Essas histórias não eram novas para mim ou para os antigos, mas eram novidade para os recém-chegados. Elas se espalharam rápidamente e, nos dias que se seguiram, as ouvi recontadas nos corredores da empresa.
Hoteis baratos e roedores
No mesmo período, eu (que era o CTO) e o CEO da empresa estávamos planejando nosso tour anual para falar com a mídia e os analistas de mercado em New York e Boston. Para quem já visitou essas cidades, é claro que $100 não dá para a diária de nenhum lugar razoável para passar uma noite. Certamente fazia sentido abrir uma excessão à regra e pagar um pouco mais para ficar próximo às reuniões.
Quando a secretária fazendo as reservas veio nos perguntar sobre isso, nós decidimos aderir ao que estava na política recém-publicada. Tivemos que ficar em Queens para as reuniões em New York e fora da cidade em um hotel bem ruim em Boston (que tinha ratos correndo pelo corredor).
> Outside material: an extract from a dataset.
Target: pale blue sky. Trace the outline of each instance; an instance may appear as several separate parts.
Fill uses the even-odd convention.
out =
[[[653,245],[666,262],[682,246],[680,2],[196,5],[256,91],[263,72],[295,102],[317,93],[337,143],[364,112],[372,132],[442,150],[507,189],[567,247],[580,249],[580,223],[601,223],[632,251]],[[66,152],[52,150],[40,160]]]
Quando retornamos da viagem, a gerente de PR (que ficou muito brava) contou as histórias do que passamos na viagem. Eu observei o mesmo fenômeno anterior, as histórias se propagaram pelos corredores.
Mitologia da empresa
Depois dos eventos descritos, nunca mais tivemos problemas ou reclamações relacionados a despesas de viagem. Todos, antigos e recém-chegados, internalizaram frugalidade como um valor cultural da empresa. Se tivéssemos retirado as políticas publicadas, nada mudaria.
Em retrospecto, foi isso que aconteceu:
- As histórias antigas, que os antigos viveram ou conheceram indiretamente formam a mitologia da empresa. Essa mitologia influencia as pessoas através dos canais inconscientes do cérebro para suportar a cultura da empresa.
- A decisão de seguir a política mesmo quando claramente a decisão racional era abrir uma excessão serviu de símbolo e validou a cultura. Se o CEO se sujeita a passar uma noite em Queens e acordar 2 horas antes para ir a uma reunião em NYC, porque alguém iria reclamar de ter que ficar no Courtyard ao invés do Marriott em Kansas?
Para evitar a diluição da cultura quando a empresa cresce, para cultivar novos valores positivos, organizações maduras precisam fazer tudo que você encontra nos livros e estuda no MBA: articular os valores e missão da empresa claramente, considerar perfil pessoal na hora da contratação, oferecer treinamento a novos funcionários, implementar políticas e processos alinhados.
Mas, o que a prática me ensinou é que, mais importante para empresas jovens, é colecionar histórias (verdadeiras, mas realce os detalhes que as tornam interessantes e memoráveis se necessário) e cultivar a mitologia da empresa através do uso repetido delas. Esse processo precisa ser autêntico, mas pode contar com um pouco de disciplina intencional.
Ser verdadeiro em relação aos seus valores é bom, mas não é suficiente. A liderança precisa prover símbolos, a validação prática da cultura da empresa. As vezes, ela precisa desafiar o bom-senso para criar símbolos memoráveis que transmitam valores claramente.
Steve Jobs também fazia isso
Mesmo quem nunca trabalhou na Apple já ouviu as histórias de como o Steve Jobs demitia funcionários no meio de uma reunião se ele não gostasse de um detalhe de um design. Funcionários da Apple precisam prestar atenção aos detalhes. Eles sabem que a experiência dos usuários dos produtos é importante. Eles sabem que se não internalizarem esses valores, o Steve Jobs vai humilhá-los e demiti-los na próxima reunião.
Você acha que o Steve Jobs andava pelos corredores gritando e demitindo gente o tempo todo? Não. Ele provavelmente fez isso poucas vezes. Mas essas ocasiões foram memoráveis e passaram de funcionário a funcionário (ou mesmo fora da empresa) através das histórias que contamos uns aos outros.